I DREAMED I SAW Joe Hill last night. The labor leader and songwriter (1879-1915) was on the mound pitching for the Armageddonia Anarchists, currently ranked sixth in the Underleague of the Cosmic Baseball Association. The big news with the Anarchists, though, isn't Hill's reappearance (says Joe, "I didn't die"); it's the signing of rookie right fielder and political prisoner Mumia Abu-Jamal, whose current incarceration is expected to have no significant impact on a promising career.
If you wish to redeem the holy game of baseball from that which limits it in this imperfect world—salary caps, cost overruns, the cruelties of linear time that prevent Sandy Koufax from facing Ken Griffey Jr.—there is fantasy baseball, predicated on the idea that statistics are the soul of the game. Even better, there is cosmic baseball (www.clark.net/pub/cosmic/cba1.html), which treats stats as part of the true matrix of the blessed quadrature: The numbers tell us stories about individual players, and we weave those stories and other facts into symbolic entities we call teams. (Example: The Motherland Mothers, who feature, among other stars, Lillian Farmer, Naomi Ginsberg, Lydia Lawrence, and Joan Mapplethorpe, mothers of Frances, Allen, D.H., and Robert.)
Baseball as a metaphor for the life of the mind? You can almost smell the computer at the bottom of this.
The Cosmic Baseball Association began in 1981 when Andrew Lampert pondered the glut of cultural, historical, and biographical factoids he'd accumulated from years of living in the 20th century. How can anyone manage all that information? What's it all mean, anyway? Fifteen years later, he might have used a database to make sense of it; fortunately, he hit upon a far more engaging structural metaphor.
Since teams are a central structural concept, most CBA teams are chosen thematically.

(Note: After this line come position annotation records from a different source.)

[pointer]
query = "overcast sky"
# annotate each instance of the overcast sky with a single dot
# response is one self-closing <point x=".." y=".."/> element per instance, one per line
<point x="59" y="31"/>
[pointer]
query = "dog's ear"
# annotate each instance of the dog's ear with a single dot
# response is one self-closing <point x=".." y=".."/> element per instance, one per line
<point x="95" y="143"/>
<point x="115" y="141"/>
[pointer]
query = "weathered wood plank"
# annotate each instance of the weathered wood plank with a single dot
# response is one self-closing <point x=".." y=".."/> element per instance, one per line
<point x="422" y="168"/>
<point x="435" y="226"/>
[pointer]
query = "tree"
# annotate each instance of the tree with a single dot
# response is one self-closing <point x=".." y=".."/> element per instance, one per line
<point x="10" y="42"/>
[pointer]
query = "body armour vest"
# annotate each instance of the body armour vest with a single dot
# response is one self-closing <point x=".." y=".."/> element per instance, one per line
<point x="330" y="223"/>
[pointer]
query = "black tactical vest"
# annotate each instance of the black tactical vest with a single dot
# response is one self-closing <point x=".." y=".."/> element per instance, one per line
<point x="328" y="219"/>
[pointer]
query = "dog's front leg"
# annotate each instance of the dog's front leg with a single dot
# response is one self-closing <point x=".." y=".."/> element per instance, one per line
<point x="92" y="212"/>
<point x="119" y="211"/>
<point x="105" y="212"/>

For example, the flagship Paradise Pisces squad (Anais Nin, field manager) includes only people born between February 19 and March 20. Nonhuman players are not excluded from competition, however: Teams past and present include the Sweeptown Curves (mathematical formulae), the Ridertown Tarotians (major arcana tarot cards), the Franklinton Zappas (the composer's first 25 albums), and the Martian Kinotypes (movies about the Red Planet).
Each team has at least 24 players, including a pitching staff of ten. Each prospect enters the league with a randomly generated Candidate Player Profile simulating 500 plate appearances. Prospects that score well in that Player Profile are assigned positions and given rookie profiles based on first-year data from 1952 to 1992. Prospects that don't score well are passed to the Candidate Pitcher Profile, which assigns each entity an ERA of 3.51 and simulates 175 innings pitched to determine their throwing potential.
All players accumulate stats over a lifetime of play, which takes place in a combination of off-the-shelf and homegrown software. (There are, nonetheless, regular requests for game tickets, a sign that the Net's irony level is dangerously low.) The software calculates player performance as well as random factors such as injuries and "eccentric behavior." Over time players may retire, shift into management (the Pisces' Nin pitched for 12 years with a lifetime ERA of 3.52—Stan Williams, are you listening?—before ascending to manager), or move into the front office.
The teams may seem whimsical, but this is serious ball: Recent debate over dropping the DH rule was lively, and player interactions include intra-club conflict and entrenched rivalries. "Commemorative plates" (Web pages devoted to one player, giving biographical information, links, and CBA stats) are also serious business for team creators. The beautiful part happens when you believe, when you can hold in your mind's eye both Hillary Rodham Clinton the First Lady and Hillary Rodham Clinton the starting second baseman for the Vestal Virgins—not to mention husband Bill, suspended from the CBA's Washington Presidents team for unethical behavior. Baseball is life, and art apotheosizes it.